En silencio, como misionero mayor, tomé la iniciativa y me empecé a despedir uno por uno. Sin palabras y con un fuerte abrazo me despedía de Magdalena quien nos acogió en su hogar y nos brindó todo lo que tenía a su alcance, nos trató de lo mejor. "Magda, muchísimas gracias por todo, el sentimiento es grande nos hemos encariñado con ustedes, las despedidas son muy tristes, sabía que este momento llegaría. Tienes unos hijos preciosos cuídalos y guíalos de mejor manera con mucho amor, no con violencia, estaremos en contacto" le dije llorando y apretándola en un fuerte abrazo. Vendría Rosita, también la abracé y ella empezó a llorar, era algo terrible, los niños se contagiaron en llanto. Joao estaba atado de pies y manos con los niños que no lo soltaban, lo abrazaban, se encariñaron con el. Llegó el momento de despedirme de los pequeños, el corazón se me partía en mil pedazos viendo sus rostros tristes, sus ojos llenos de lágrimas y su llanto quebrantador, pero tocó.

La despedida con ellos duró 20 minutos. Les tuvimos que entregar chupetes y chocolates para tranquilizarlos, y surgió efecto. Emprendimos el largo camino de más de 4 km de trayectoria, acongojados, tristes, cabizbajos, sin decir una sola palabra íbamos avanzando poco a poco. Más adelante una señora nos sale a despedir y nos regala una gallina pelada para cada uno. "Tengan estas gallinitas que he criado durante 7 meses, están gorditas, se las comerán", nos dijo doña Paula, una anciana de aproximadamente unos 78 años.

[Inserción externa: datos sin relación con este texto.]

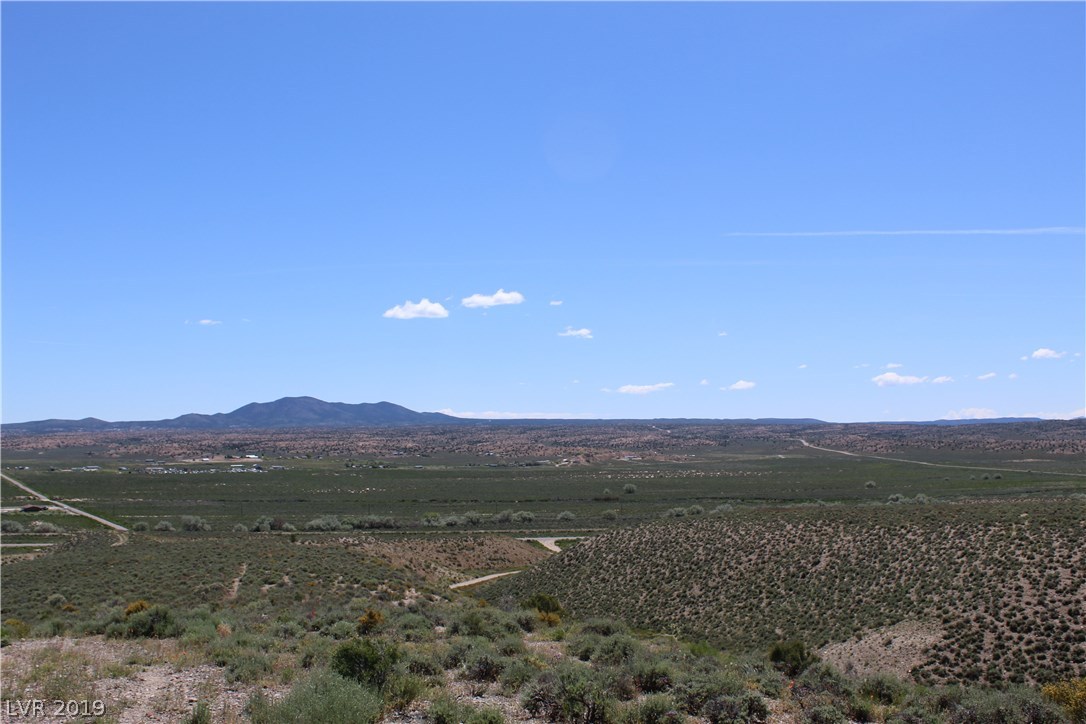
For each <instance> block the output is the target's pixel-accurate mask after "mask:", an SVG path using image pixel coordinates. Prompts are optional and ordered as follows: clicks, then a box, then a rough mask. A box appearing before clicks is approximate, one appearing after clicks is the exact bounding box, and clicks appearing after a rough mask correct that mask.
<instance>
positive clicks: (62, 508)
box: [0, 472, 128, 533]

Llevábamos una hora caminando y el camino se nos hacía interminable. Una casa más adelante y a lo lejos, se asoma la familia Pinchao, a decirnos 'chao'. Las casas quedaban bien distantes una a otra. El camino era de barro por eso utilizamos durante los 6 días, botas de caucho que nos hacían sudar las piernas y nos daba más calor. La espalda nos dolía, llevábamos nuestras mochila de ropa y en cada brazo cargábamos las cosas que nos obsequiaban las familias, ya no podíamos más. Nos faltaban 2 km para llegar a la carretera principal. El esfuerzo valió la pena, al final llegamos molidos a nuestra meta, cargábamos además el peso de la nostalgia y tristeza por haber dejado encariñado a toda la comunidad 12 de abril. Es impresionante lo que un pueblo puede lograr hacer en nosotros, el cariño, su bondad, el amor y la hospitalidad que nos brindaron fue impresionante, volvería a ir allá.

Han pasado dos años desde que visité el Coca, no he sabido nada de Rosita ni Magda y mientras estaba escribiendo este relato las lágrimas aún ruedan por mis mejillas y he dicho: "mañana sabré de ellas... mañana las llamaré".